Speaking For The Trees
In this week’s newsletter, we check on the state of Ocean Avenue's urban canopy and more.
A major neighborhood traffic artery was restored to the list of streets in San Francisco's Vision Zero High Injury Network.
Ingleside’s stretch of Ocean Avenue was returned to the city’s list of dangerous streets in need of safety improvements.
The four-lane corridor, the center of the neighborhood’s retail district and transit, previously had been included in the Vision Zero High Injury Corridor Network for many years until it was removed when parameters determining dangerousness were changed in 2017.
Vision Zero, a program run across several city departments, periodically updates the network of dangerous streets to target streets where crashes lead to severe injuries and deaths in an ambitious bid to end all traffic-related deaths.
Thirty-seven people were killed on San Francisco streets last year.
The streets in the 2022 version of the network represent 12% of city street miles and capture where 68% of severe and fatal injuries occur. Just more than 70% of severe and fatal injuries that occurred on the most dangerous streets were inflicted on pedestrians.
Ocean Avenue between Frida Kahlo Way (Geneva Avenue) and San Benito Way was identified in the first edition of the high-injury network report in 2011. That report focused on pedestrian safety, using data from the Statewide Integrated Traffic Records System from 2005-2012.
Ocean Avenue remained in the network when it was updated in 2015 to take into account the safety of cyclists and motorists in its calculations.
However, in the 2017 edition, Ocean Avenue west of Frida Kahlo Way was removed from the network. That year’s calculations were based on data compiled by the San Francisco Department of Public Health’s Transportation Injury Surveillance System, which used data from severe and fatal crashes that occurred in 2013-2015.
The health department updated the 2022 network late last year using data from 2017-2021. The methodology had to be updated because of the unprecedented changes in traffic patterns caused by the shelter-in-place public health orders during the pandemic.
WalkSF, a nonprofit organization dedicated to pedestrian safety, gave a presentation late last year before the San Francisco County Transportation Authority a report called “Safe Speeds City” that identified a handful of streetscape changes to improve safety.
The proposed improvements include: Reducing, reconfiguring and narrowing lanes; timing traffic signals; installing speed humps, cushions, and more; speed radar signs; chicanes, pinch points, crosswalks and islands; and roundabouts and traffic circles.
The report emphasizes reducing traffic speed at intersections and mid-block along with lowering speed limits.

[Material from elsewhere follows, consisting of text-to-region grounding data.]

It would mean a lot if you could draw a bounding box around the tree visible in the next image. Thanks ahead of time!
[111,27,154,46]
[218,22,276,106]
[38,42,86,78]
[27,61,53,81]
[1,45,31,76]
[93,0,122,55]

The San Francisco Municipal Transportation Agency used its new authority to lower speed limits on commercial streets in spring 2022 to reduce the speed limit on Ocean Avenue to 20 mph.
District 7 Supervisor Myrna Melgar directed the SFCTA to convene a group of neighborhood stakeholders for the Ocean Avenue Mobility Action Plan Task Force. Its mandate is to develop recommendations for projects that the city ought to advance by the end of spring.
Portions of San Jose Avenue, Geneva Avenue, Monterey Boulevard, Randolph Street and 19th Avenue are included in the high injury corridor network.